I have developed an open source software package, rdhs, that is the first non-proprietary tool to ease access to and analysis of the DHS datasets. The software was developed to address the need for greater democratization of lower-middle income country data and was presented at the ASTMH annual meeting in 2018. The package has been downloaded over 23,000 times since it was published in December 2018.

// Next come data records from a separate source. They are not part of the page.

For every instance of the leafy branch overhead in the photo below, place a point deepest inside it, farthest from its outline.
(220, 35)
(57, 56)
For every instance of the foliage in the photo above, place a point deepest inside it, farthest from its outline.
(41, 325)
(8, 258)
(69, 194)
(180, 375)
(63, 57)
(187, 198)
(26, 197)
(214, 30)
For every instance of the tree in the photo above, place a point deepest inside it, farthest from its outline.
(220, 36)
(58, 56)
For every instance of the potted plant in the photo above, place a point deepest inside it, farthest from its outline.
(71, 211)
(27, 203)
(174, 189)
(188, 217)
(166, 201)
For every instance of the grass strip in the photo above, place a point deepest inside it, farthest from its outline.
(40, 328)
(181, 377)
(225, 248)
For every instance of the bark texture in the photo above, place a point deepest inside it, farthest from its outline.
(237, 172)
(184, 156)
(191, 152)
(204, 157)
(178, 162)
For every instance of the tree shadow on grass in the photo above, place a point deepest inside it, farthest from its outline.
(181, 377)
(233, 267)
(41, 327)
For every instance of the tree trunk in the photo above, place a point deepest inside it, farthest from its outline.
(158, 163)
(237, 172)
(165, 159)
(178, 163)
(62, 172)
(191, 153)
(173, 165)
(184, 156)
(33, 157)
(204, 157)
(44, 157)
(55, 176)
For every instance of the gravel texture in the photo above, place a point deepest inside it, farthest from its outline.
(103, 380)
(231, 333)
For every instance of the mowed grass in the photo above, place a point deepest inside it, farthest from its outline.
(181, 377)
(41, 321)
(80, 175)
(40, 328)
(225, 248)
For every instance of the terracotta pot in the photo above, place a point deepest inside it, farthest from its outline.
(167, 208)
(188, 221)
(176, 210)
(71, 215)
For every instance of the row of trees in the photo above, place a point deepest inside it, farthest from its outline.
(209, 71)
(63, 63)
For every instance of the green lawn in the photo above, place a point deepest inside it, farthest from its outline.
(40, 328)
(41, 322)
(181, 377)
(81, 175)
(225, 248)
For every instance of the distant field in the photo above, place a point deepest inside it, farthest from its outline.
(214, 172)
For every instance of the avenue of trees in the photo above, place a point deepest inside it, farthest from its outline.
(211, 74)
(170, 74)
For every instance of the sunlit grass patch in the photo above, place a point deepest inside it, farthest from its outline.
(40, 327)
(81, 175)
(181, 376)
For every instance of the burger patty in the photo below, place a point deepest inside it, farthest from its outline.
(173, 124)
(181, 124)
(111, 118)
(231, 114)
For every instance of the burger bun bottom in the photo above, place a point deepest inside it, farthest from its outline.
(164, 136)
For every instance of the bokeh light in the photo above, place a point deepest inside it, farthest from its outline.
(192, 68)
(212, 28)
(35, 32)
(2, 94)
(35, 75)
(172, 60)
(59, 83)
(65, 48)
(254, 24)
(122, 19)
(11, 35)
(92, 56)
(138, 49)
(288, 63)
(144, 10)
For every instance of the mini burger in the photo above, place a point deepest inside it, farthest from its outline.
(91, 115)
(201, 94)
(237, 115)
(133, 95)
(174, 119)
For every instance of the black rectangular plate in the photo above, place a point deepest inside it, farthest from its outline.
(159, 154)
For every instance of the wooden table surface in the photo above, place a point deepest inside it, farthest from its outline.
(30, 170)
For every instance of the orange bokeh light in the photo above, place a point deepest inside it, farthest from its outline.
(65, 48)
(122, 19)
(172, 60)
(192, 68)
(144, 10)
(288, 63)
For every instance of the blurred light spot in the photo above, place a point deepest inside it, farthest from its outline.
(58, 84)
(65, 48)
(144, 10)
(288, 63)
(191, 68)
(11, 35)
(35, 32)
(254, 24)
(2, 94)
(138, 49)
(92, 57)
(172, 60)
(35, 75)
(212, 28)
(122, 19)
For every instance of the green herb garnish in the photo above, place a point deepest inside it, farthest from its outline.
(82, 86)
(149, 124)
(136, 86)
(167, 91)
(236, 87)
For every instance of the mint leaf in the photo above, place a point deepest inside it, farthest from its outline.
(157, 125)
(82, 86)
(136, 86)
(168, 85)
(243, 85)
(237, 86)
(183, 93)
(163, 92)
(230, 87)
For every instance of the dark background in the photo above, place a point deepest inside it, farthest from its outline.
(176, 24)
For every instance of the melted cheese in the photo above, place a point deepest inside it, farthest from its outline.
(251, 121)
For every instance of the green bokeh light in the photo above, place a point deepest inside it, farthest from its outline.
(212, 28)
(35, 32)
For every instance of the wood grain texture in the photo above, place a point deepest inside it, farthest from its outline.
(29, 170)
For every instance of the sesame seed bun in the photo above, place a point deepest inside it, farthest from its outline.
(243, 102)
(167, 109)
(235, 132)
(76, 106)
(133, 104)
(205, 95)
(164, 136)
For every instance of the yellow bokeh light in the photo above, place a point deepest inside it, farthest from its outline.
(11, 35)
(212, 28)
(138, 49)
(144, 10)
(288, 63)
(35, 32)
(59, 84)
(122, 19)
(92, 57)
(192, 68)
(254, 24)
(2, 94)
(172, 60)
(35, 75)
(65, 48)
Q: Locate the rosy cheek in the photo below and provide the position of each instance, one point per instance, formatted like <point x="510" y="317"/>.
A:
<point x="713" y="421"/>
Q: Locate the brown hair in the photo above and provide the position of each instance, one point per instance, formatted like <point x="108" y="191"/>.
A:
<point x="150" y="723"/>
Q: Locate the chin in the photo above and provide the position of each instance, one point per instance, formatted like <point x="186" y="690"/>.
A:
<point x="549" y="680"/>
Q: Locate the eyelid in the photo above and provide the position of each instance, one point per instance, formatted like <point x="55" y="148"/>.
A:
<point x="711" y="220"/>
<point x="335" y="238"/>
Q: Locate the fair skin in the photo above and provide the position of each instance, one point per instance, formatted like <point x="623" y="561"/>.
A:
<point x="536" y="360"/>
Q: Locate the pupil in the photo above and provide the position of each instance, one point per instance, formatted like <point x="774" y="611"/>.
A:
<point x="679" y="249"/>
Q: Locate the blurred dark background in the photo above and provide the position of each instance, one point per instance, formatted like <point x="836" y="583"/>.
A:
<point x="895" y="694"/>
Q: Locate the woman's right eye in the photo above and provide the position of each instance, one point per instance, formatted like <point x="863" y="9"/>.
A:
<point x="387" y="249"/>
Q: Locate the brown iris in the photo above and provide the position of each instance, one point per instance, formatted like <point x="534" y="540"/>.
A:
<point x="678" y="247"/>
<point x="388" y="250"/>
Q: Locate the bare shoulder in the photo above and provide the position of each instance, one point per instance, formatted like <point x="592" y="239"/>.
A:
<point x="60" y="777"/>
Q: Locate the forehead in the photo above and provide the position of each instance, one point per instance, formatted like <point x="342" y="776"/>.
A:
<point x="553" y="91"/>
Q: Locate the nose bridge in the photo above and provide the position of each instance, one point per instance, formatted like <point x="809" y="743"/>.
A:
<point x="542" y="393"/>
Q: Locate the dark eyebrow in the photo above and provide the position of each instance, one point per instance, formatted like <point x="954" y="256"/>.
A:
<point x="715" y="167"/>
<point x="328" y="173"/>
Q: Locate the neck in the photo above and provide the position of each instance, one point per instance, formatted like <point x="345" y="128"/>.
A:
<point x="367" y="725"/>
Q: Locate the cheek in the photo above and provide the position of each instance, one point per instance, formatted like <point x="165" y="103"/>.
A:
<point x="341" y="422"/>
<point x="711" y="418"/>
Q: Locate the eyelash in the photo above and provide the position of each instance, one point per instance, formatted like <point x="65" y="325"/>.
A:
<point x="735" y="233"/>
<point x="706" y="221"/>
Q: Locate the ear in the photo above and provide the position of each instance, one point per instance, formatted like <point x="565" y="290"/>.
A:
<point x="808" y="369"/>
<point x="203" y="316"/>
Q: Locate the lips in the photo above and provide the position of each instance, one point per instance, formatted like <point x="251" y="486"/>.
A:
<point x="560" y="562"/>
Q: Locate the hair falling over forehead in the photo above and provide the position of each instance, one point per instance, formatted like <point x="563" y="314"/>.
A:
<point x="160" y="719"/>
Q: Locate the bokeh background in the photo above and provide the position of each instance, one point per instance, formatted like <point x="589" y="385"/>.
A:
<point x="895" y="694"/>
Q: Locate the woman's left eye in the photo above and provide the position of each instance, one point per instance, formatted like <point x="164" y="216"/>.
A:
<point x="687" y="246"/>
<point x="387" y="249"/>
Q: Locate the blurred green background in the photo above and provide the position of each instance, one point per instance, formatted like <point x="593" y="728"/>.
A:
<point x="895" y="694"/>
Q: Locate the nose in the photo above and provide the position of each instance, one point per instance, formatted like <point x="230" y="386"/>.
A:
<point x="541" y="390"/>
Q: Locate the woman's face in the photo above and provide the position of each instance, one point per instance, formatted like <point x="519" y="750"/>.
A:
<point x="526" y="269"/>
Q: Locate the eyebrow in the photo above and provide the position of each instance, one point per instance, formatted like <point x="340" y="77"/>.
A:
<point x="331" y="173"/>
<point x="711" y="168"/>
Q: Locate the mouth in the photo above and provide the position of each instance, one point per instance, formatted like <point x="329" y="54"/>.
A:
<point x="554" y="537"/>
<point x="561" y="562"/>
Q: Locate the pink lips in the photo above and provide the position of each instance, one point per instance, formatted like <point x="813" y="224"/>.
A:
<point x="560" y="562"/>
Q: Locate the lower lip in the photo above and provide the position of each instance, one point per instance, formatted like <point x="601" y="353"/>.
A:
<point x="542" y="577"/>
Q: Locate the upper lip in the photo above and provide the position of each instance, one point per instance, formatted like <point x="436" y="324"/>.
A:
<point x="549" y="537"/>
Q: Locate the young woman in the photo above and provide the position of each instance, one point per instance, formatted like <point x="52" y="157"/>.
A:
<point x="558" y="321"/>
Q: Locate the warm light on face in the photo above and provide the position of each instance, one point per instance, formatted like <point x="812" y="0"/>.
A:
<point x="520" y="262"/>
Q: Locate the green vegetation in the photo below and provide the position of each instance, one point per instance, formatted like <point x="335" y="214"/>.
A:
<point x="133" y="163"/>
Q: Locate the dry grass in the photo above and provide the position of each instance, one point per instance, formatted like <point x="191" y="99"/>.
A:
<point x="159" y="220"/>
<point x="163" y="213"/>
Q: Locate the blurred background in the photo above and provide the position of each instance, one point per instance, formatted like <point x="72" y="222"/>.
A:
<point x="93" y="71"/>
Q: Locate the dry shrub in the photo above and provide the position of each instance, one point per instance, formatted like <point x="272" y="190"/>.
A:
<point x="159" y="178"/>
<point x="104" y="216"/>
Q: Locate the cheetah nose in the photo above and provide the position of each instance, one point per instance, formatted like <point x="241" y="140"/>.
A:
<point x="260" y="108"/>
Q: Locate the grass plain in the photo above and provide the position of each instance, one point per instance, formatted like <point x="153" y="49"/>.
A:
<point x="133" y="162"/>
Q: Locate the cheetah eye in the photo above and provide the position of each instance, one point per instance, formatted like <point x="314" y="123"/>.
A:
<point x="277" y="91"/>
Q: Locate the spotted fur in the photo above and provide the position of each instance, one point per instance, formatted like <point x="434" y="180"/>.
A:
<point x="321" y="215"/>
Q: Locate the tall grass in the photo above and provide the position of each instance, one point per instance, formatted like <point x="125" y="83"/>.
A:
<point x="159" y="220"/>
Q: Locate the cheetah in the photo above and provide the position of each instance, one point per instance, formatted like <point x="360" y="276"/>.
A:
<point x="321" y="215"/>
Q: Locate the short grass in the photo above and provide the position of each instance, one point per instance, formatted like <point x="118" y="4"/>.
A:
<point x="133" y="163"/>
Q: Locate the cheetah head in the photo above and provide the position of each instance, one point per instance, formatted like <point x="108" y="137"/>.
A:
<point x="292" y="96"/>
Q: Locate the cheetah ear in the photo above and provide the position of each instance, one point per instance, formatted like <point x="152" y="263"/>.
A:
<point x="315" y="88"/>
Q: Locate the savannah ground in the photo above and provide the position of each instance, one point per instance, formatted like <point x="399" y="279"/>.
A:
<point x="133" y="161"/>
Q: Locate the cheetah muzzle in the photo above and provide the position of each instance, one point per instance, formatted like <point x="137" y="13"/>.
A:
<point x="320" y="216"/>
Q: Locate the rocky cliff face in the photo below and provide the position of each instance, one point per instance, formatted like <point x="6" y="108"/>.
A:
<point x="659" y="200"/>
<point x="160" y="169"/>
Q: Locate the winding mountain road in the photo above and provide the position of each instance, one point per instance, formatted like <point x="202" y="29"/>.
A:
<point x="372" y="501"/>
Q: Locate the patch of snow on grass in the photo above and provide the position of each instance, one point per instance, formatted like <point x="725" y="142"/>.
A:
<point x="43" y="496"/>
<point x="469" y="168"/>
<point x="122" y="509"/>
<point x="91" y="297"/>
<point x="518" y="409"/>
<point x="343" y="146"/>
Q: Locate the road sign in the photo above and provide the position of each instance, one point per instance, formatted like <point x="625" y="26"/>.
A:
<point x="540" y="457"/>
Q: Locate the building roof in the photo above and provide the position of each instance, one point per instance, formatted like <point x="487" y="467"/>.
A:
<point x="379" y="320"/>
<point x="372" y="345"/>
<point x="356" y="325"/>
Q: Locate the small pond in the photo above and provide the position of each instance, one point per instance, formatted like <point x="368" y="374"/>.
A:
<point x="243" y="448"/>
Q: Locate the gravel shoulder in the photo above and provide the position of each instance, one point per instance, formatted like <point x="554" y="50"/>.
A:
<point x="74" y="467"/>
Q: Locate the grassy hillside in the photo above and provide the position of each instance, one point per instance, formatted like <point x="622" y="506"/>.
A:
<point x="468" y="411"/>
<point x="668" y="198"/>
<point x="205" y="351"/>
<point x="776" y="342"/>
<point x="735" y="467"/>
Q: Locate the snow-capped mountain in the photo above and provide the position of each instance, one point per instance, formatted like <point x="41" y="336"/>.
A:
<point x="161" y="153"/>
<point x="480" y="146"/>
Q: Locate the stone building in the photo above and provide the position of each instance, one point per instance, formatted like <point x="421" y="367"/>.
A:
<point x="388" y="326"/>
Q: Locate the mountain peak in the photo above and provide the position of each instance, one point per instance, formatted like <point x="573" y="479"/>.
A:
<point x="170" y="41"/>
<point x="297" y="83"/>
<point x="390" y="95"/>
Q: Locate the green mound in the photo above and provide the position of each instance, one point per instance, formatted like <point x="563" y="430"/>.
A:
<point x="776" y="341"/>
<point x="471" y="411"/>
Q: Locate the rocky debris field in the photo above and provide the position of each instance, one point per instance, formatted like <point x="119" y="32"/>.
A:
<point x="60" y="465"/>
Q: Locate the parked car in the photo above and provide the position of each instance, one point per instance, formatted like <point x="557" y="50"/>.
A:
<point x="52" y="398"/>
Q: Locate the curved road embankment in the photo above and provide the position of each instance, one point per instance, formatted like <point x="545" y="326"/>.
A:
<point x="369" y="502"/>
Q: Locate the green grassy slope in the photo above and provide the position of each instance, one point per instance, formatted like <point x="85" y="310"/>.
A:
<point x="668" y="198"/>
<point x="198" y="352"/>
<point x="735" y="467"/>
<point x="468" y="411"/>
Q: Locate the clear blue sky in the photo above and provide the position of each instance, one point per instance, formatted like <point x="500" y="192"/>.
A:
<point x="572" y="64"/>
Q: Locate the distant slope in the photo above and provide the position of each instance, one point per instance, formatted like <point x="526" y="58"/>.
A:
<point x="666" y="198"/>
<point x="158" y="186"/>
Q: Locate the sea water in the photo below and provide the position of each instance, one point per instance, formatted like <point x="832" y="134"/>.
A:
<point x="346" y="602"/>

In 2016, a study in the Democratic Republic of Congo provided evidence that malaria parasites were evading detection by rapid diagnostic tests due to the deletion of the pfhrp2 gene. Using mathematical transmission models, I provided evidence that there was selection of pfhrp2 gene deletions to a WHO panel steered by the director of the WHO Global Malaria Programme. The panel formulated WHO guidance to national malaria control programmes (NMCPs) to implement molecular surveys to estimate pfhrp2 deletion prevalence. After attending the Malaria Policy Advisory Committee meeting in November 2017, I conducted a collaborative study with the WHO to estimate the potential for seasonal variations in malaria transmission to introduce bias in estimating pfhrp2 deletion prevalence. These findings infomed NMCPs through an interactive online database and field training programmes to optimise surveillance for pfhrp2. (Both studies in eLife). Additionally, I have modelled the impact of false-negative RDTs on community surveys (BMJ Global Health), worked on modelling ivermectin as a possible addition to the currently available malaria control tools (Lancet Infectious Diseases), as well as a modelling-based evaluation of the utility of malaria genetics for inferring transmission intensity (Molecular, Biology and Evolution) and the impact of partner drug resistance on artemisinin resistance (Lancet Microbe).